My family and I moved from Washington, DC to the San Francisco Bay Area in 2007. After four years here, I can finally say that the East Bay is home, though I still dream about the brick and marble of DC. I have taken the fog, the hills, and the flats and made them mine, though on cold Berkeley summer nights (more November than July) I sometimes imagine myself in shorts and a sleeveless shirt swimming through thick air on the walk from Dupont Circle to Georgetown. I miss summer. I miss the policy wonks. I miss runs in Rock Creek Park on sodden spring mornings. Still, like the past, my version of Washington exists in my mind, easily conjured and idealized.
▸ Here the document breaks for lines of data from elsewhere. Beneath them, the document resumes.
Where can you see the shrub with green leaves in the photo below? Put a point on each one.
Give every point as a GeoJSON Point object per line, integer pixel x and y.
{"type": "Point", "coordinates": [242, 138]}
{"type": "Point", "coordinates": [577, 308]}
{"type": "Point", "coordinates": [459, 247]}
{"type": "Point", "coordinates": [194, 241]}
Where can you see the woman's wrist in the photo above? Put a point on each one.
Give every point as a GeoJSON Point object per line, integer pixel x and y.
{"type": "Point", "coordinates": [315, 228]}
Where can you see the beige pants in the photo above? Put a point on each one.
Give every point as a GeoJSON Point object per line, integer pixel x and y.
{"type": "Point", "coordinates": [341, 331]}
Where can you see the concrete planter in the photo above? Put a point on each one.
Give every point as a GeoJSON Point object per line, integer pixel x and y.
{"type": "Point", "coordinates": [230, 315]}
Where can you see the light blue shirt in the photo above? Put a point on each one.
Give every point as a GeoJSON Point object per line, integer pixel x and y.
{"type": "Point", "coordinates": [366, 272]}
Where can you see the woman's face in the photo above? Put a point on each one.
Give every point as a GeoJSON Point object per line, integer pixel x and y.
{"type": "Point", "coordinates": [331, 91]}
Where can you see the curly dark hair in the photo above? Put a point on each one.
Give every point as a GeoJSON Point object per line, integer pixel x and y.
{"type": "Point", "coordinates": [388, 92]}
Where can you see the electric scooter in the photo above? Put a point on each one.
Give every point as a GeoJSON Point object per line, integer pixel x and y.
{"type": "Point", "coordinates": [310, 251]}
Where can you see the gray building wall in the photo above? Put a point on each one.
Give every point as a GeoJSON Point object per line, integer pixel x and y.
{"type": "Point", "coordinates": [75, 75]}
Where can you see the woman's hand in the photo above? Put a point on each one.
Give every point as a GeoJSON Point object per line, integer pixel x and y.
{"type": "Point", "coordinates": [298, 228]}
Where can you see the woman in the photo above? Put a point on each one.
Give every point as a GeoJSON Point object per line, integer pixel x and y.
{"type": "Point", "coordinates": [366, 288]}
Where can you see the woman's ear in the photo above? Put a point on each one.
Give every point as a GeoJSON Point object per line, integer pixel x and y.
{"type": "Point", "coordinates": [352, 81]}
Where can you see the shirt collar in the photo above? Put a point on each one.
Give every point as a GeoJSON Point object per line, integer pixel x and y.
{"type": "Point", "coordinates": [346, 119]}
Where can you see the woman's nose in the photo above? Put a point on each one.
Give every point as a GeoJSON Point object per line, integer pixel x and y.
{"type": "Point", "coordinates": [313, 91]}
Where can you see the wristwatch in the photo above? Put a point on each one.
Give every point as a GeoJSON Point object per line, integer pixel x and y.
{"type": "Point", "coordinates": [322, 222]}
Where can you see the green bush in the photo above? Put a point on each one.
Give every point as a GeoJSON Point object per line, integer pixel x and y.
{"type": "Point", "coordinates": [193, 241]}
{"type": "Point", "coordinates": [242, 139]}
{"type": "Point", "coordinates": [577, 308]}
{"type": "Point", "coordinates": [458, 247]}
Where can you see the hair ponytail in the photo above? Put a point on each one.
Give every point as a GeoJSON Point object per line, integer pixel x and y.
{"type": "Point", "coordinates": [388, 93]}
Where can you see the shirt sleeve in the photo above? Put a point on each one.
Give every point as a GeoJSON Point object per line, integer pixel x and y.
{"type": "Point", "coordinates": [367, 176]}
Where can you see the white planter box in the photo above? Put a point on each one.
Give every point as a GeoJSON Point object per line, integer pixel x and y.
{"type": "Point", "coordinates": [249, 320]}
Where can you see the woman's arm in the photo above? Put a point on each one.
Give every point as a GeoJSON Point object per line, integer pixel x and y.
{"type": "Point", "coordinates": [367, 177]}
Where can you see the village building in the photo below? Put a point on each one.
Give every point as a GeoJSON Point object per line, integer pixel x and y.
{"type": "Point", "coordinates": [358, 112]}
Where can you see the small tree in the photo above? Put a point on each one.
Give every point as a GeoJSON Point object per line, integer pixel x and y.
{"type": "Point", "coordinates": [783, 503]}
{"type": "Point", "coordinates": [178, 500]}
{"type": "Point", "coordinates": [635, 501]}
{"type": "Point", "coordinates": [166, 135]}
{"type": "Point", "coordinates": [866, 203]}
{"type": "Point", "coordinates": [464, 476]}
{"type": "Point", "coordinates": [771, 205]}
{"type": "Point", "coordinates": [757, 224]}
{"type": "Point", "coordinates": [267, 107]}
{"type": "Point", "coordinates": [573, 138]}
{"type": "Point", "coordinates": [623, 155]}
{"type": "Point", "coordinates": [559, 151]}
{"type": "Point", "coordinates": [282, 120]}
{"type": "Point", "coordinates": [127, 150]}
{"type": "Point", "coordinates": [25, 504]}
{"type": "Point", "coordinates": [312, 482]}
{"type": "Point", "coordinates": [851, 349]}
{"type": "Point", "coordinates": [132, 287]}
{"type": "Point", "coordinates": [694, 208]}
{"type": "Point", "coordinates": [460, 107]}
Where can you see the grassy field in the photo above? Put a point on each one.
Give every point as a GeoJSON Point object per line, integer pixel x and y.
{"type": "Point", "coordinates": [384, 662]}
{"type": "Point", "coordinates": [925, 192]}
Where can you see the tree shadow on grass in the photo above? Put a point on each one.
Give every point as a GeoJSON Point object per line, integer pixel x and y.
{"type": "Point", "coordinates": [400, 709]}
In my current life, the life of a stay at home, I clean. I cook. I monitor the small mundane things that hold my family's world together. I walk the Berkeley avenues in the chill and unfiltered sunshine. I hold my son’s hand as we cross the street and I make my plans for the next stage of my life, out of the house and in the world. We have time. We have cool nights and Bay views and I have cultivated the Berkeley crunch.
So call me in between East Coast and West Coast, somewhere on the cusp of straightlaced and funky, an amalgam of experience and pure will. Still here, with plans in place.